Discovery materials shall not be filed with the Clerk of Court. No party shall be required to respond to any discovery not directed to him/her or served upon him/her by the opposing counsel/party. The undersigned incorporates herein those parts of the Local Rules imposing the following limitations on discovery: except with written permission of the court first obtained, interrogatories may not exceed TWENTY-FIVE (25) to each party, requests for production of documents and things under Rule 34 of the Federal Rules of Civil Procedure may not exceed TEN (10) requests to each party, and requests for admissions under Rule 36 of the Federal Rules of Civil Procedure may not exceed FIFTEEN (15) requests to each party. No party shall be required to respond to any such requests which exceed these limitations.
REQUESTS FOR DISMISSAL AND/OR JUDGMENT
The Court shall not consider requests for dismissal of or judgment in this action, absent the filing of a motion therefor accompanied by a brief/memorandum of law citing supporting authorities. Dispositive motions should be filed at the earliest time possible, but in any event no later than one hundred - twenty (120) days from when the discovery period begins unless otherwise directed by the Court.
DIRECTIONS TO CUSTODIAN OF PLAINTIFF
As previously ordered, the Warden of the institution wherein Plaintiff is incarcerated, or the Sheriff of any county where he is held in custody, and any successor custodians, shall each month cause to be remitted to the Clerk of this court twenty percent (20%) of the preceding month's income credited to Plaintiff's account at said institution until the $350.00 filing fee has been paid in full.

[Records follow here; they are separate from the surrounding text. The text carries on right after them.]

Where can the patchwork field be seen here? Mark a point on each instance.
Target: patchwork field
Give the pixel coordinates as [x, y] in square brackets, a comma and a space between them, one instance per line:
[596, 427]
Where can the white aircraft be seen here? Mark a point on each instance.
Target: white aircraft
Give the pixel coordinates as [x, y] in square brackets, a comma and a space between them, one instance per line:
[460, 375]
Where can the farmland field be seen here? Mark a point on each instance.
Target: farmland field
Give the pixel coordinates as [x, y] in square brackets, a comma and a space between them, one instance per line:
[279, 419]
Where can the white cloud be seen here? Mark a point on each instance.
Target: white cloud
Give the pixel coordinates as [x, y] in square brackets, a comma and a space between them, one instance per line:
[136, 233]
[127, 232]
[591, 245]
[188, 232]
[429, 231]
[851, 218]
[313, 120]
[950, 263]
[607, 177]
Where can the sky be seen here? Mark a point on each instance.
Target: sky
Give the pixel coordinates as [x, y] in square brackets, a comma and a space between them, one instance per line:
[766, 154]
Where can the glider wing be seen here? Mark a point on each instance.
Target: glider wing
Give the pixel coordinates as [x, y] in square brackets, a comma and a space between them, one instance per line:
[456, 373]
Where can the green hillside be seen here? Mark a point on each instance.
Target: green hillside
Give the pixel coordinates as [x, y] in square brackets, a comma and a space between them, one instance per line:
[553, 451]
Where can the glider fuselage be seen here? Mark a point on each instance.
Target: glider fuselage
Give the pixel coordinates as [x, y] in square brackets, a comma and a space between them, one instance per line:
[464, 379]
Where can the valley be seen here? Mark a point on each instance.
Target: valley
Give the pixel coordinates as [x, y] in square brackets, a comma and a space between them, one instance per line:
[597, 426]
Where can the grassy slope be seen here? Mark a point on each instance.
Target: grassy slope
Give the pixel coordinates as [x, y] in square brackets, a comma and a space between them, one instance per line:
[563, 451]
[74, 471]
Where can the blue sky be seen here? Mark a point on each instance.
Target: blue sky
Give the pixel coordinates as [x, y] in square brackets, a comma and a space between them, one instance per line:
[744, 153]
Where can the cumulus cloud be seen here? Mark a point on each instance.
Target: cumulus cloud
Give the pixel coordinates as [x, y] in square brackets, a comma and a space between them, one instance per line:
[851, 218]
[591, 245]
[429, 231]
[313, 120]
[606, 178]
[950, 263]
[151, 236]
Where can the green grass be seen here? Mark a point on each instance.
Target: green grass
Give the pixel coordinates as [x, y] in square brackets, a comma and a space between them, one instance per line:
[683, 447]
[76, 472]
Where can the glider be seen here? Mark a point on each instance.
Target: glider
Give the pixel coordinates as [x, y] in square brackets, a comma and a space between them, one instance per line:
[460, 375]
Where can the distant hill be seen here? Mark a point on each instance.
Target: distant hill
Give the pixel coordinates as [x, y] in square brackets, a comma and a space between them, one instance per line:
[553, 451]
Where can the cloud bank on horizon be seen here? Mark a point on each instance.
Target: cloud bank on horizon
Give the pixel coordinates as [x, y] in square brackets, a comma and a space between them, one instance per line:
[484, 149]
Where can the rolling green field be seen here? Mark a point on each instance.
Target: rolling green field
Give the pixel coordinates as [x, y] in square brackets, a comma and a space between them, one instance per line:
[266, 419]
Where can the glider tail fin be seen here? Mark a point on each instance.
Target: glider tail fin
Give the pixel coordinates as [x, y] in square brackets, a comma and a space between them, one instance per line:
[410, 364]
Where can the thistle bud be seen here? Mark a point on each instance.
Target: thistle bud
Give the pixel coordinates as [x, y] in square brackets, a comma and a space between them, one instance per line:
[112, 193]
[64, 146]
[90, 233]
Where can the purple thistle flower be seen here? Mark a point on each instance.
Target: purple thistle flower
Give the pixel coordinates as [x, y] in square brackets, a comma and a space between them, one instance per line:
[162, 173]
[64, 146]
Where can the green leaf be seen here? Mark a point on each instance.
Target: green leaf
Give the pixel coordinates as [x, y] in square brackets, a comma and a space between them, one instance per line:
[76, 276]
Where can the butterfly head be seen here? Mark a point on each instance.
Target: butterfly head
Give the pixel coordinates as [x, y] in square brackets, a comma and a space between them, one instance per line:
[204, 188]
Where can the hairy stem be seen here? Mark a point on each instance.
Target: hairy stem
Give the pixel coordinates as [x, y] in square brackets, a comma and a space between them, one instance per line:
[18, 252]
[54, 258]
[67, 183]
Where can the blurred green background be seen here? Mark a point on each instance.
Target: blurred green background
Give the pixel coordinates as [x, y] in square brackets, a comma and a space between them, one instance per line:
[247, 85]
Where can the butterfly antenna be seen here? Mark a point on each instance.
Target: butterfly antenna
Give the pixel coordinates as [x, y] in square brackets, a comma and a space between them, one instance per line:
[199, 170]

In accordance with provisions of the Prison Litigation Reform Act, Plaintiff's custodian is authorized to forward payments from the prisoner's account to the Clerk of Court each month until the filing fee is paid in full, provided the amount in the account exceeds $10.00.
Collection of monthly payments from Plaintiff's trust fund account shall continue until the entire $350.00 has been collected, notwithstanding the dismissal of Plaintiff's lawsuit or the granting of judgment against him prior to the collection of the full filing fee.
PLAINTIFF'S OBLIGATION TO PAY FILING FEE
Pursuant to provisions of the Prison Litigation Reform Act, in the event Plaintiff is hereafter released from the custody of the State of Georgia or any county thereof, he shall remain obligated to pay any balance due on the filing fee in this proceeding until said amount has been paid in full; Plaintiff shall continue to remit monthly payments as required by the Prison Litigation Reform Act. Collection from Plaintiff of any balance due on the filing fee by any means permitted by law is hereby authorized in the event Plaintiff is released from custody and fails to remit payments. Plaintiff's Complaint is subject to dismissal if he has the ability to make monthly payments and fails to do so.
SO ORDERED and RECOMMENDED, this 22nd day of February, 2016.